Passage Matrix — Case Study

The problem

Keyword density is a dead metric

Most content teams still optimize by checking whether target keywords appear in headers, body text, and meta tags. The tools they use count occurrences. But modern search engines — and AI-powered answer engines — don't match keywords. They embed content into vector space and measure semantic similarity against the query.

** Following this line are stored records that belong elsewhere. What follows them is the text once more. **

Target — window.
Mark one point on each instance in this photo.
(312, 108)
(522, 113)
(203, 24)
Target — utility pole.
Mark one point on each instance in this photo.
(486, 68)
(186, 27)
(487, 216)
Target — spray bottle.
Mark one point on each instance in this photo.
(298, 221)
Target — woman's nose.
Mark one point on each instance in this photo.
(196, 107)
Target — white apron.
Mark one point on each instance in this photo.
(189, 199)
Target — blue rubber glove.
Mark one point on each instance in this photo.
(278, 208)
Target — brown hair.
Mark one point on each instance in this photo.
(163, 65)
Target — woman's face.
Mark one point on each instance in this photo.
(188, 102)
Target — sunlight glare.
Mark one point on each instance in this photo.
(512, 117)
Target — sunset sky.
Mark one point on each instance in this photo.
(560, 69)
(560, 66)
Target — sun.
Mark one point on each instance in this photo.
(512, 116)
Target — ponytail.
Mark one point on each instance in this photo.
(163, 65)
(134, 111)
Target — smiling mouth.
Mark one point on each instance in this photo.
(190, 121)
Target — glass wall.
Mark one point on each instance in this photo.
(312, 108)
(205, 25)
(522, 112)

Google's passage indexing means a single well-written paragraph can rank for a query even if the rest of the page is about something different. AI search tools like Perplexity and Google's AI Overviews extract and cite individual passages, not entire pages. The unit of optimization has shifted from the page to the passage — and almost nobody's tooling reflects that.

If search engines chunk your content into passages and score each one against queries independently, your optimization tool should do the same thing. Anything else is measuring the wrong signal.

The solution

Simulate the retrieval pipeline

Passage Matrix does what keyword tools can't: it simulates how a search engine actually processes your content. It chunks the page using heading-aware logic, embeds each chunk, generates query variations, and measures cosine similarity between every passage and every query variant.

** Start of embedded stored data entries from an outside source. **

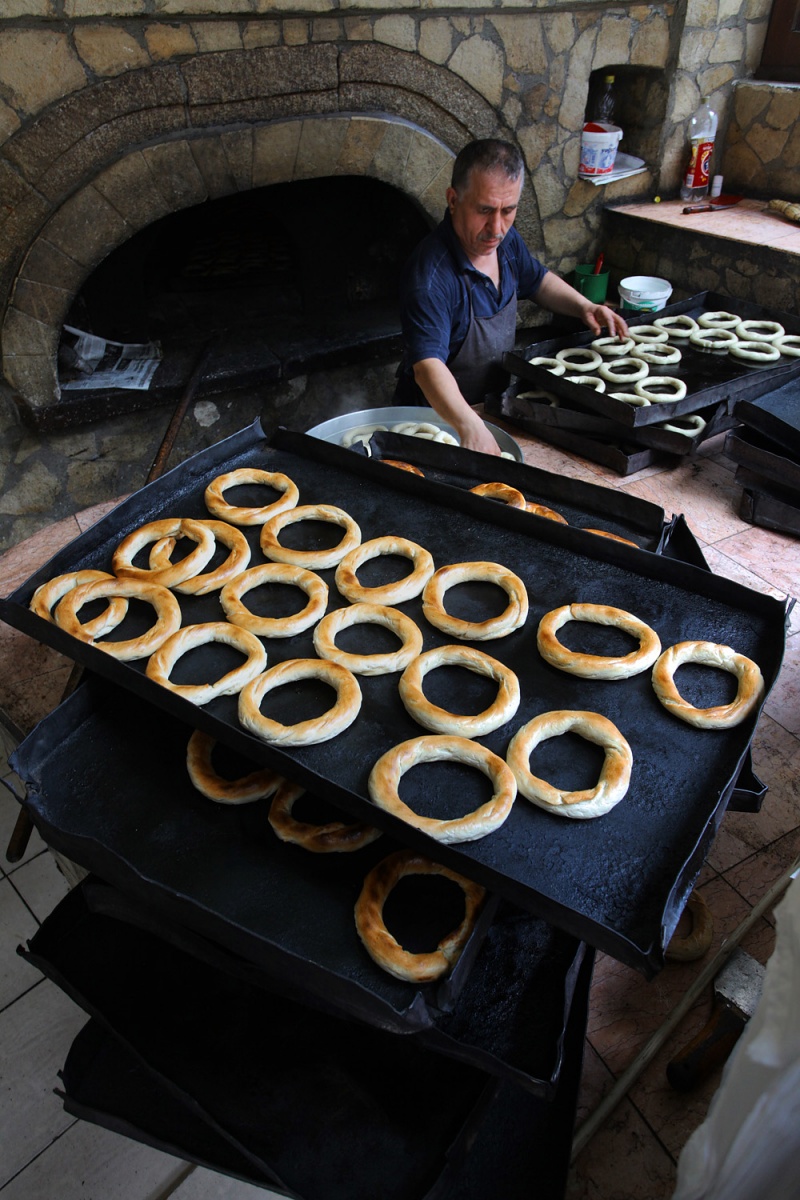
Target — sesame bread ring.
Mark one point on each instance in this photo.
(624, 371)
(275, 627)
(199, 585)
(176, 573)
(168, 615)
(161, 664)
(319, 729)
(48, 594)
(579, 358)
(314, 559)
(390, 768)
(385, 949)
(675, 389)
(372, 615)
(440, 720)
(614, 774)
(332, 838)
(512, 617)
(258, 785)
(407, 588)
(595, 666)
(218, 507)
(710, 654)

The result isn't a keyword density percentage. It's a matrix showing exactly which passages in your content align with which queries — and which queries have no strong passage match at all.

Step 1

Heading-aware chunking

Content is split into passages that respect the document's heading structure. A section under an H2 stays together rather than being arbitrarily split at a character limit. This mirrors how search engines identify topical boundaries.

Step 2

Embedding generation

Each chunk is embedded using Gemini's text-embedding-004 model — the same class of embedding that powers modern retrieval systems. This converts text into high-dimensional vectors that capture semantic meaning, not just word overlap.

Step 3

Query fan-out

A single target query is expanded into multiple variations — rephrasings, related questions, long-tail variants. Because users don't all type the same query, and your content needs to match the semantic neighborhood, not just the exact phrase.

Step 4

Cosine similarity scoring

Every passage is scored against every query variant. The output is a matrix: rows are passages, columns are queries, cells are similarity scores. High scores mean strong alignment. Gaps mean your content doesn't answer that question — even if you thought it did.

Passage Matrix tool showing query fan-out, content analysis, coverage scoring, and passage-by-query similarity matrix

Full analysis pipeline — head keyword generates 12 synthetic subqueries (color-coded by type), content is chunked and scored against each. The coverage matrix reveals which passages align with which queries — and where the gaps are. This example scores 5.9: broad but not deep enough for AI source selection.

Context

Why this matters now

This tool was inspired by Mike King's research on how search engines have moved from page-level to passage-level indexing. The concept of "entity anchoring" for AI search visibility — which I wrote about in late 2024, ahead of academic validation — is rooted in the same shift: the unit of relevance is no longer the document, it's the retrievable chunk.

For content teams, the practical implication is stark: you can have a 3,000-word article that ranks for nothing because no individual passage strongly aligns with any specific query. Or you can have a 500-word post with one perfectly written paragraph that gets extracted as an AI Overview citation. Length doesn't matter. Passage-level semantic alignment does.

Passage Matrix makes that visible.

Python Gemini text-embedding-004 Cosine Similarity Heading-Aware Chunking Query Fan-out Generation

Search engines don't read pages. They extract passages.